A similar proportion (63%) say that practices should not lose their contracts if they are expelled from or not accepted into a consortium.
Just 19% backed plans for underperforming practices to be expelled and lose their contracts.
Conflicting visions of the relationship between consortia and their member practices have emerged during the White Paper consultation.
The GPC believes consortia should not hold GP contracts, and the NHS Alliance agrees, warning that the groups should be ‘true collectives, not local enforcers’.
The National Association of Primary Care (NAPC), however, has called for consortia to hold practice contracts to limit the bureaucracy of the central NHS Commissioning Board, and allow consortia more freedom to design local services.

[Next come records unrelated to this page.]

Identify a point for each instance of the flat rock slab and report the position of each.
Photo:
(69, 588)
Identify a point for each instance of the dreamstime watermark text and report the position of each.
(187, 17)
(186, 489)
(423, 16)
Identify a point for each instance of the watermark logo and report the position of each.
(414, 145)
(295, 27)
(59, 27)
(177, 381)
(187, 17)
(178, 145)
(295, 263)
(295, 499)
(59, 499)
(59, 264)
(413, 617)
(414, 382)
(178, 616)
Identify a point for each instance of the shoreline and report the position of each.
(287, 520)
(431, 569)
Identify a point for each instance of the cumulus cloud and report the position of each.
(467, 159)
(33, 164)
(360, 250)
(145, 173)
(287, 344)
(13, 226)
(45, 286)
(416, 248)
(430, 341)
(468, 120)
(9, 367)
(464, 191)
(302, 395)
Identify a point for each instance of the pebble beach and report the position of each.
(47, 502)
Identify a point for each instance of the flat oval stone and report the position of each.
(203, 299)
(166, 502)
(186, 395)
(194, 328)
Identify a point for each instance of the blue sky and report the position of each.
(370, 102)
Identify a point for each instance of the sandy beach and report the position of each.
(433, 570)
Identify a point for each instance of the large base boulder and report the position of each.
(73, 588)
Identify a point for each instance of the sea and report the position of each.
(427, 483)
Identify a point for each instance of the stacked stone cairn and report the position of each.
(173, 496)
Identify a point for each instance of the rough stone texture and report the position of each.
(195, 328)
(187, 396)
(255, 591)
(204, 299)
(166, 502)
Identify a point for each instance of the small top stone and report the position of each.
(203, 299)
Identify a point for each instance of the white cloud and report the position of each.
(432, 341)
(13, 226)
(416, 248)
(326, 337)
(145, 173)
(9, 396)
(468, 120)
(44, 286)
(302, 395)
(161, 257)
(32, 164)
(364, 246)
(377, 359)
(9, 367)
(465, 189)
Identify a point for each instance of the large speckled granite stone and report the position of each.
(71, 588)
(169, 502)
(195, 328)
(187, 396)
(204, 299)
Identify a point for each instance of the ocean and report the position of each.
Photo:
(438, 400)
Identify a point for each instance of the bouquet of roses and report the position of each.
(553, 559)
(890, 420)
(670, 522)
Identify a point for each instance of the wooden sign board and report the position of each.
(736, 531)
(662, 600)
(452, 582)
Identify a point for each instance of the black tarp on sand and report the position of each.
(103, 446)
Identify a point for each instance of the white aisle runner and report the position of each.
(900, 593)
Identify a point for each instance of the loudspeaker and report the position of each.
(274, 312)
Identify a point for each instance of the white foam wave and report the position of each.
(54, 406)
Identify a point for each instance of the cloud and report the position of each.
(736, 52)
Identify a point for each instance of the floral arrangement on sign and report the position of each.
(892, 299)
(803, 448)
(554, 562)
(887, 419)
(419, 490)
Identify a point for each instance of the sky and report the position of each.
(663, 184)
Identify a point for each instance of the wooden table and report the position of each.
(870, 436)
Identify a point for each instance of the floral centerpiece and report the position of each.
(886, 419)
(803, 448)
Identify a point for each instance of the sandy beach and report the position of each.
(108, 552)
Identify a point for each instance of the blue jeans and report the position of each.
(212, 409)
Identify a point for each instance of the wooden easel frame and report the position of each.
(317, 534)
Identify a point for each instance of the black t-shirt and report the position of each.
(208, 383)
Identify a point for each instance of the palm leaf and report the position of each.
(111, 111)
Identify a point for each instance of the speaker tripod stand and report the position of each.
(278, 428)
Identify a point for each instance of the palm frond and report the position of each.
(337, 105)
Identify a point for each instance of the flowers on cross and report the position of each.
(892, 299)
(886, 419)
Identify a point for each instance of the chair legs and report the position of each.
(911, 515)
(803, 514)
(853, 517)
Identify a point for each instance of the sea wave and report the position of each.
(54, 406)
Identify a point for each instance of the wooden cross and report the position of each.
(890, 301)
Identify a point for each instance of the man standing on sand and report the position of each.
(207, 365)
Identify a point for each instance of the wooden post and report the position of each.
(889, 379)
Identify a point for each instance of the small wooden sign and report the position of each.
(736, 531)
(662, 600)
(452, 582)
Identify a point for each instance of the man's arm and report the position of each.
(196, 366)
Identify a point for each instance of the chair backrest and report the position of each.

Most GPs (60%) agree with the White Paper vision for the commissioning board to hold GP contracts. A quarter think GP consortia should be responsible, while the rest of respondents were unsure.
NHS Alliance chairman Dr Michael Dixon said it was important consortia do not hold practice contracts or become ‘another version of PCTs’.
‘GPs must see consortia as their friends. The Alliance feels very strongly about this,’ he said. ‘We don’t want a Lord of the Flies situation between GPs, sacking each other.’
GPC negotiator Dr Chaand Nagpaul said it was ‘premature and alarmist’ to discuss expulsion from practices. ‘GPs have worked in collaborative arrangements before. A successful consortium will find other methods of helping practices to achieve standards,’ he said.